Raymond Moody is considered the pioneer of near-death studies in the mid-1970s. The main focus of his studies was to look at the actual experience and aftereffects. In 1975 Moody published Life After Life, which initiated further research and public interest. Moody’s book ignited over 50 research teams who published more than 55 studies involving a wide cultural span. According to the 2001 article A Hawaiian Near-Death Experience by Allen Kellehear, data collected on near-death stories spans the experiences of over 3,000 people practicing a range of religions.
Research on Near-Death Experiences
Research on near-death experience caught the interest of professionals in a variety of fields. According to Christian Agrillo’s 2011 Near-Death Experience: Out of Body and Out of Brain? research on near-death experiences is considered a valued subject in the field of cognitive neuroscience. The mystery of whether an afterlife exists represents an extremely important topic in philosophy as well. Additionally, Griffith discusses how researchers involved in near-death experiences include physicians, nurses, chaplains and psychologists – and some have written substantially on the subject.
Despite the amount of research on near-death experiences, a roadblock remains regarding what exactly a near-death experience is.
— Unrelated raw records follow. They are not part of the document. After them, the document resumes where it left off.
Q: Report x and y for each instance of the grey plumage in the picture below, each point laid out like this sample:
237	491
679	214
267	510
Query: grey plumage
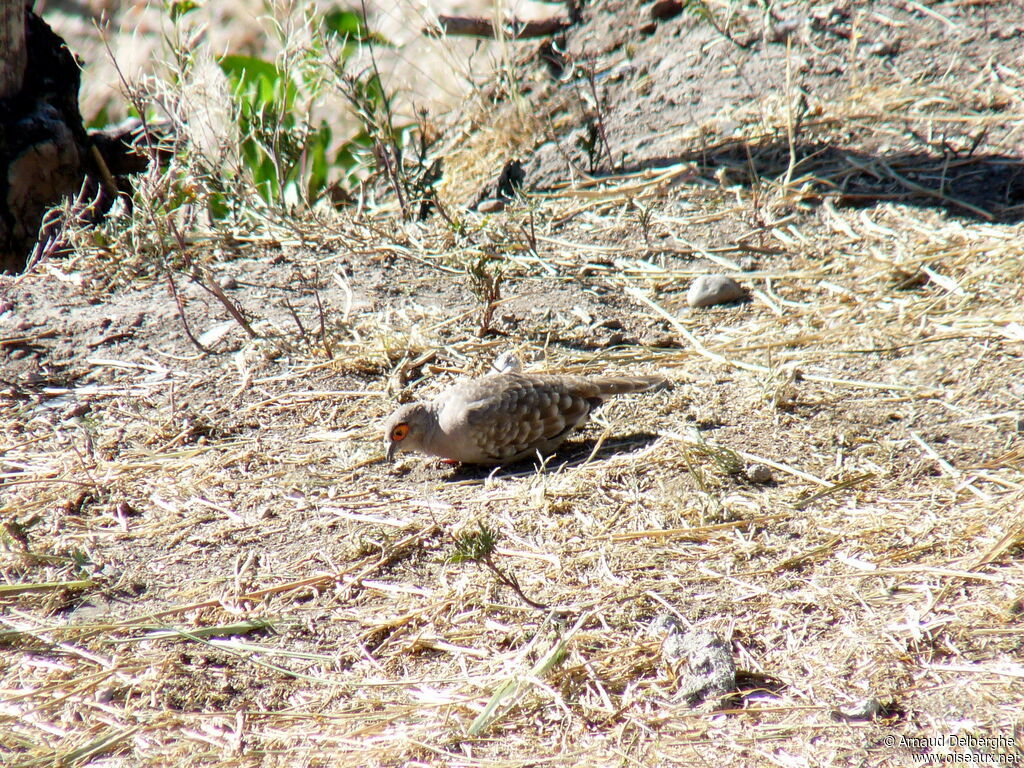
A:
503	418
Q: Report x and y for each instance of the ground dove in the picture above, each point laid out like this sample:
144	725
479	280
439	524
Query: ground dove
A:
503	418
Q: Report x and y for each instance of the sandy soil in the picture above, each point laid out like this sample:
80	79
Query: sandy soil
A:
206	561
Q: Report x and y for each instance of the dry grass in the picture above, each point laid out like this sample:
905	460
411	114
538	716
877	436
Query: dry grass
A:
209	565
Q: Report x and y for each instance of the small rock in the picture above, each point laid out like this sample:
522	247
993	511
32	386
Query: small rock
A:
714	289
663	341
613	340
759	473
491	206
80	409
507	363
707	671
883	47
782	31
665	9
868	709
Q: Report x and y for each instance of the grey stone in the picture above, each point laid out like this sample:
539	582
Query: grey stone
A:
714	289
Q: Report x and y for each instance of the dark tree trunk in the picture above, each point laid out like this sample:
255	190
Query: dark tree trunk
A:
44	150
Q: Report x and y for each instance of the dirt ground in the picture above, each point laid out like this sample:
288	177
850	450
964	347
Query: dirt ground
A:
207	562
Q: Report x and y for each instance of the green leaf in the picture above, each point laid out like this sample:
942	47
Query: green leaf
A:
179	8
349	26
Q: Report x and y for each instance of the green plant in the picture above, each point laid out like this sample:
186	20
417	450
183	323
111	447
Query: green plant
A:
479	546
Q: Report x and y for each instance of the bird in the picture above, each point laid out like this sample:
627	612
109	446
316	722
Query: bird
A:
503	418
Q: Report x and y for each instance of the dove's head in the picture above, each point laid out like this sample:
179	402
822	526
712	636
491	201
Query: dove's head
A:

Agrillo explains that some investigators have attributed roadblocks to the reality that the process of death and subjective manner in which we die is still a topic of limited knowledge.
Definition of a Near-Death Experience
Psychological and physiological models postulated in the past have failed to pass empirical investigations thus limiting a clear definition of a near-death experience. Research has involved exhaustive interviews resulting in categorical evidence. According to the 2010 article by KE Bell on How School Counselors Can Assist Student Near-Death Experiences, the results of interviews from several studies indicate patterns that define a near-death experience.
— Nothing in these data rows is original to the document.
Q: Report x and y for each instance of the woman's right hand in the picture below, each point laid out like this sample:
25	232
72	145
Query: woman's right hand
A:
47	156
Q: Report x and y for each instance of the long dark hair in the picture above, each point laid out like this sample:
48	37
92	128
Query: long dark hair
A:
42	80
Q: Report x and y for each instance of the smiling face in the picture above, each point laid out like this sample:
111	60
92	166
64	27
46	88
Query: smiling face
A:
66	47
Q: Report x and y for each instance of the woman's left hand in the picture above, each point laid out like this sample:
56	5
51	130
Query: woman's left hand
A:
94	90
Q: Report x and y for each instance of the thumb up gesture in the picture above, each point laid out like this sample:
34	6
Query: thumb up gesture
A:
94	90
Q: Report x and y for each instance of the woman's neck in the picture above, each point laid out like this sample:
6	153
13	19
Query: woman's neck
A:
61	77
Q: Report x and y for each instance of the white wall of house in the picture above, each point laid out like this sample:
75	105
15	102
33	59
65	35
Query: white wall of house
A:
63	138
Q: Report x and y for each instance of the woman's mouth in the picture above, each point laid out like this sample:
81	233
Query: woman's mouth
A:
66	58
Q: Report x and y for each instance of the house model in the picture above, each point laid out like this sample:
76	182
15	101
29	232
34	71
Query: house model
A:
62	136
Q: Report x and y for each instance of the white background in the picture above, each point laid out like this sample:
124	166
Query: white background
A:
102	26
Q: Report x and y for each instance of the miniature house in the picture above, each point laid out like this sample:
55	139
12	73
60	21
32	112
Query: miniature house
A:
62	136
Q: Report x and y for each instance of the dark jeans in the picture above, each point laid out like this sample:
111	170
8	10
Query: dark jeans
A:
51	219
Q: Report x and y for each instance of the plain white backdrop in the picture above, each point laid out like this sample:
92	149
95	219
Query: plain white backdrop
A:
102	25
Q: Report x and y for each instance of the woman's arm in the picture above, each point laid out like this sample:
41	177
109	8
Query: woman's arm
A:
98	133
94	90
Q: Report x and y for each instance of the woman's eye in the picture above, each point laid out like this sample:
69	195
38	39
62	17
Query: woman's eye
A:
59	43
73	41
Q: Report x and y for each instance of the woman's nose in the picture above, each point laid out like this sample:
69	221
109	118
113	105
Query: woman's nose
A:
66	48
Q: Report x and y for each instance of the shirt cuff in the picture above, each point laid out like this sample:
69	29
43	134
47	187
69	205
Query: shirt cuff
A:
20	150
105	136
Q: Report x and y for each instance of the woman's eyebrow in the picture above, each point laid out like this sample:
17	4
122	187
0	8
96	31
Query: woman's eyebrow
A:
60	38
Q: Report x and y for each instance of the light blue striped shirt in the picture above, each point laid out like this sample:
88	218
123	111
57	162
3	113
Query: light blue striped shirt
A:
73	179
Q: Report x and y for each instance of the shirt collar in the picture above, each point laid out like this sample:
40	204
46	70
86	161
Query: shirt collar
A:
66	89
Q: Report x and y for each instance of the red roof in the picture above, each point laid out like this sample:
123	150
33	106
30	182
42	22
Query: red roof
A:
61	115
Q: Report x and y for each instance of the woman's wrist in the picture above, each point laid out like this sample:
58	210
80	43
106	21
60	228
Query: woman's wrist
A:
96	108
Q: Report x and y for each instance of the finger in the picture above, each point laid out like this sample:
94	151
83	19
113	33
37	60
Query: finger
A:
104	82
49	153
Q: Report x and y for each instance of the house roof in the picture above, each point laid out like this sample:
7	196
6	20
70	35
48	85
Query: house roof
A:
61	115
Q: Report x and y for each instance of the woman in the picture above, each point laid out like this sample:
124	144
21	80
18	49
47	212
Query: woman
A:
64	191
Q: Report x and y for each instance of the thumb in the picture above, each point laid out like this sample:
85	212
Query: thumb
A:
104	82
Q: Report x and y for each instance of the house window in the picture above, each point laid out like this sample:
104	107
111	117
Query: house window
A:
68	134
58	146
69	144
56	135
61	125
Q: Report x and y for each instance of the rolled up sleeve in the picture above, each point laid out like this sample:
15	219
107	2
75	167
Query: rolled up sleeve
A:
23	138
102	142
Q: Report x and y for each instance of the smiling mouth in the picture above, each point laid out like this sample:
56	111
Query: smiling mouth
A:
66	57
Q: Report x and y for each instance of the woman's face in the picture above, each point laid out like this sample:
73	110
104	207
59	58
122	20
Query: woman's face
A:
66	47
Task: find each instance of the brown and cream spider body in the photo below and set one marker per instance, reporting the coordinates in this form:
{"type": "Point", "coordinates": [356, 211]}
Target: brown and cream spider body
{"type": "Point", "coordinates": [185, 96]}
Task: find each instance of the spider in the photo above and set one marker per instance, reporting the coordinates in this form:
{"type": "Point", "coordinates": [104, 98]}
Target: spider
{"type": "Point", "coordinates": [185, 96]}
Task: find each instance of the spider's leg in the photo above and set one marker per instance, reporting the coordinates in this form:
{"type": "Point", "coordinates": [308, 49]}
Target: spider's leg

In Greyson’s 1999 article Defining Near-Death eExperiences, Greyson described twelve to fifteen consistent themes and features that were discovered on near-death experiences:
- An awareness of being above your body or dead
- Rise in joy or euphoria
- Entering a space or sometimes tunnel
- Seeing or feeling a very bright white light
- A sense of a being in a peaceful, beautiful or sometimes frightening place
- Encounter with loved ones who have previously passed on
- Angel type beings, guides or religious figures
- Some form of a life review which often involves experiencing deep emotion associated with ones actions
- A choice or perception that one has to come back
What happens after experiencing the near-death experience phenomenon? Often experiences result in positive, sometimes profound aftereffects such as a sense of bliss and euphoria in their lives. Many people find their personality has changed in addition to different beliefs and attitudes toward subjects in religion and death. Furthermore, Griffith explains that physiological transformations such as experiencing heightened sensation to noise or other senses, increased or decreased need for sleep and some level of sensitivity toward electromagnetic were described by people interviewed.
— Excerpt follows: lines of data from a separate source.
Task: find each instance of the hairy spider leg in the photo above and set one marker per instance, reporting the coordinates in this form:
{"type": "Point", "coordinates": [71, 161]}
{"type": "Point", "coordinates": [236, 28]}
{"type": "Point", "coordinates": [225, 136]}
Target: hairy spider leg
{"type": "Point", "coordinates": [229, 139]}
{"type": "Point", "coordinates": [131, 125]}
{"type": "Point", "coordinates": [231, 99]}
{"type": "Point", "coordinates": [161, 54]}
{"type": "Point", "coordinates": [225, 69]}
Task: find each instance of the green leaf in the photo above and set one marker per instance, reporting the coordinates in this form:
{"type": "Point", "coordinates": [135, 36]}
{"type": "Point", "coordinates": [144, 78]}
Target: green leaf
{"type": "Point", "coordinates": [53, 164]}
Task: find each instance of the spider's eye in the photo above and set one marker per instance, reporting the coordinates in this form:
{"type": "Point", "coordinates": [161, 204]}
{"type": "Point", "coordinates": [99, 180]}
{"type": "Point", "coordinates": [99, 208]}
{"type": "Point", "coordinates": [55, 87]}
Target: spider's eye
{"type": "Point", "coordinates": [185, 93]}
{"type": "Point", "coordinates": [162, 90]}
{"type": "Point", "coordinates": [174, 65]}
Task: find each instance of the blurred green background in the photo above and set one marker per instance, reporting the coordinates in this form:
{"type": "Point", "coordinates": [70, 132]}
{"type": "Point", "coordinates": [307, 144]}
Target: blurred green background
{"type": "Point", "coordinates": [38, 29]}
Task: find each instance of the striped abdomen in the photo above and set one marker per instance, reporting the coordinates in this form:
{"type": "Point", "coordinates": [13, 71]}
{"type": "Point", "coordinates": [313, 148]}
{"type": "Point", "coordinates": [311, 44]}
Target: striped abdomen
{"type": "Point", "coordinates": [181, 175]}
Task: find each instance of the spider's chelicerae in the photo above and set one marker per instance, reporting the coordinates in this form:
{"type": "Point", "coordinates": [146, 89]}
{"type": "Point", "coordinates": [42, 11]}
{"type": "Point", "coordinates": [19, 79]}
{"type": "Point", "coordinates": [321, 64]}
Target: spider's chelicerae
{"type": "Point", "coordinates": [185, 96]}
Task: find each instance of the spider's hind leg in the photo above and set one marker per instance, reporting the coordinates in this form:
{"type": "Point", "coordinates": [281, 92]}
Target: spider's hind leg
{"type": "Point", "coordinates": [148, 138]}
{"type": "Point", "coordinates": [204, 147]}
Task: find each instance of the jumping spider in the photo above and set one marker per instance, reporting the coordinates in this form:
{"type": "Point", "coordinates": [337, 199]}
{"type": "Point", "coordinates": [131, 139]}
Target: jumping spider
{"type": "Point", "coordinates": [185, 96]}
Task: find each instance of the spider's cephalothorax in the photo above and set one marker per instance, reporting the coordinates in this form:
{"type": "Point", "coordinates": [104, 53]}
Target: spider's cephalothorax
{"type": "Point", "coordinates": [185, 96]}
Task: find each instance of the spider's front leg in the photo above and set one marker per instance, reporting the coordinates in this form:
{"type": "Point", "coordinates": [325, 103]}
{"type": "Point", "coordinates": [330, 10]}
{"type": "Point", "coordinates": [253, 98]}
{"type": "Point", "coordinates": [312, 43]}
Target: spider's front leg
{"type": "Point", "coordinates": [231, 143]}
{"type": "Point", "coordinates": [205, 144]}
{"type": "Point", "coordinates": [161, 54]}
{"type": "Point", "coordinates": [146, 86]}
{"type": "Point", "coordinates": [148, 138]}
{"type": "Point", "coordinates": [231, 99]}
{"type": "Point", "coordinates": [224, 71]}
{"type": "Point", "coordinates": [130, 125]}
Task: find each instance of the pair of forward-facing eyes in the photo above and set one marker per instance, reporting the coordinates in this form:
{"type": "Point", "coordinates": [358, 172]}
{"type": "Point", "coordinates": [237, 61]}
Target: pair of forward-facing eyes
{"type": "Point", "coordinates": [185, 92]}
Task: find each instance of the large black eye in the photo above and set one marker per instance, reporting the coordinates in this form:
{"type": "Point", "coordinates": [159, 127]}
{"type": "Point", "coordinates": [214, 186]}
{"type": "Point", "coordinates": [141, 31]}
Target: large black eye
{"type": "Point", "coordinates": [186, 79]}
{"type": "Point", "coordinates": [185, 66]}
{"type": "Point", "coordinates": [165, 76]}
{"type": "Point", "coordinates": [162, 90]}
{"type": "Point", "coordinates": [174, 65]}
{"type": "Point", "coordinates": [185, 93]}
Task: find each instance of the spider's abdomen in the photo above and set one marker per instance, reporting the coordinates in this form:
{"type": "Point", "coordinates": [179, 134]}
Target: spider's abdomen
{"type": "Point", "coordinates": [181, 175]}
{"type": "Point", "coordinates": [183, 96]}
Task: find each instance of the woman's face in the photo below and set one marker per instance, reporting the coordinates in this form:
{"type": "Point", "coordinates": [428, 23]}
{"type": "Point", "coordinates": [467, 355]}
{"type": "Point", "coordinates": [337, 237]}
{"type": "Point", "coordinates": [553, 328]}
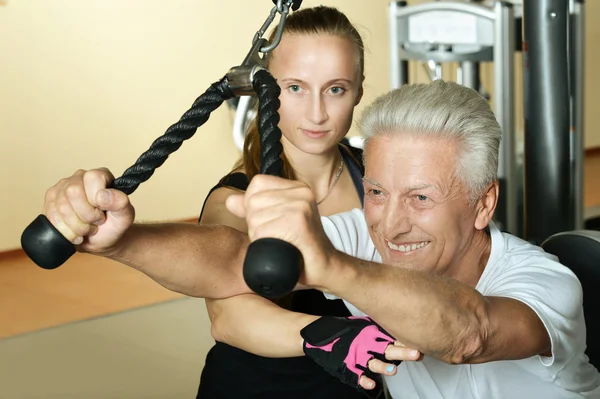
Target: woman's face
{"type": "Point", "coordinates": [320, 86]}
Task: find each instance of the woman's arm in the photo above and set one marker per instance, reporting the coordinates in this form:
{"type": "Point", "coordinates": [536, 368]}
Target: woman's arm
{"type": "Point", "coordinates": [250, 322]}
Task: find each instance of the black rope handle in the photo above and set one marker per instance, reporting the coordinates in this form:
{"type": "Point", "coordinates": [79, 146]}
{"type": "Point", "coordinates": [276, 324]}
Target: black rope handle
{"type": "Point", "coordinates": [272, 267]}
{"type": "Point", "coordinates": [49, 249]}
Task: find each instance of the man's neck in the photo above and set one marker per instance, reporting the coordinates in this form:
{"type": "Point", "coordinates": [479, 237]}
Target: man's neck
{"type": "Point", "coordinates": [470, 266]}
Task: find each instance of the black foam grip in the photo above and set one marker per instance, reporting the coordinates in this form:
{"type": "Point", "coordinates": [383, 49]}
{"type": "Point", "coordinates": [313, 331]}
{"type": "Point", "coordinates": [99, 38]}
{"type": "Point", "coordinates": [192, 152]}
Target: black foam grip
{"type": "Point", "coordinates": [272, 267]}
{"type": "Point", "coordinates": [49, 249]}
{"type": "Point", "coordinates": [41, 235]}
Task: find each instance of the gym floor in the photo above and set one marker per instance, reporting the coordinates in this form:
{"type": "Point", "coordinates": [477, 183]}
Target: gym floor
{"type": "Point", "coordinates": [95, 329]}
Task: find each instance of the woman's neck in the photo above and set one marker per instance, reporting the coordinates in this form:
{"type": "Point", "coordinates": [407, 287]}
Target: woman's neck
{"type": "Point", "coordinates": [317, 171]}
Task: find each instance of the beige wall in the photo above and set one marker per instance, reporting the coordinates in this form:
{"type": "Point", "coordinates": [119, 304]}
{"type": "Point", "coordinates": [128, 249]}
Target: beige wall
{"type": "Point", "coordinates": [92, 83]}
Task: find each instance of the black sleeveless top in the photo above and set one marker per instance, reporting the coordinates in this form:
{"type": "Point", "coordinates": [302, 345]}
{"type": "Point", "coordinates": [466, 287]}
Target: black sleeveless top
{"type": "Point", "coordinates": [231, 373]}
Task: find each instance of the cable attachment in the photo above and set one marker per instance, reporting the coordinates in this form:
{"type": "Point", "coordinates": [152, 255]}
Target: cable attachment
{"type": "Point", "coordinates": [240, 78]}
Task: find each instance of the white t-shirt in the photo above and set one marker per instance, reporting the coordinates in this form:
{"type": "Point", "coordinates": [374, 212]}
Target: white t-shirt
{"type": "Point", "coordinates": [515, 269]}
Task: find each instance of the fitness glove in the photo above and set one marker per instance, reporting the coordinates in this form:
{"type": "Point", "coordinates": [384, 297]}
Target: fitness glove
{"type": "Point", "coordinates": [344, 346]}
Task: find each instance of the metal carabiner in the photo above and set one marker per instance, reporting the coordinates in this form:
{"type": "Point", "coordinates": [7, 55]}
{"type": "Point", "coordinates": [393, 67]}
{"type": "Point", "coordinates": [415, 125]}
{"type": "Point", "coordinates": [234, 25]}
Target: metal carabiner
{"type": "Point", "coordinates": [240, 78]}
{"type": "Point", "coordinates": [283, 9]}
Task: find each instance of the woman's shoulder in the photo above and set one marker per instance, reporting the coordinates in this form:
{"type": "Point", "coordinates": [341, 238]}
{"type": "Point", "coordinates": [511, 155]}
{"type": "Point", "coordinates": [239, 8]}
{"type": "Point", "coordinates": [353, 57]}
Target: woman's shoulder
{"type": "Point", "coordinates": [354, 154]}
{"type": "Point", "coordinates": [214, 210]}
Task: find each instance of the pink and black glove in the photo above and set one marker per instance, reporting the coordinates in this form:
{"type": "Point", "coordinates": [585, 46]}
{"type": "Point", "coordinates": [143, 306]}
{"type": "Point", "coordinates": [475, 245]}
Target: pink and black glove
{"type": "Point", "coordinates": [344, 346]}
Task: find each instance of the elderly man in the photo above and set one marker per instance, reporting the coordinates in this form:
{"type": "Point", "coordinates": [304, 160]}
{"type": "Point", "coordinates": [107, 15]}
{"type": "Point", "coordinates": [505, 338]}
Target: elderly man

While examining the subject of religion, researchers found profound changes in near-death experiencers. According to Greyson’s 1999 article, interviews found the most often reported alteration in life was that of a spiritual matter. Additionally, reports of a stronger concern or empathy for others, a solid sense of purpose, closeness to God and an aversion to conventional religious practices were recorded. Not surprisingly, as reported in the same article, newfound characteristics parallel the definition of a spiritual transformation which often encompasses an authentic love for others on a large scale.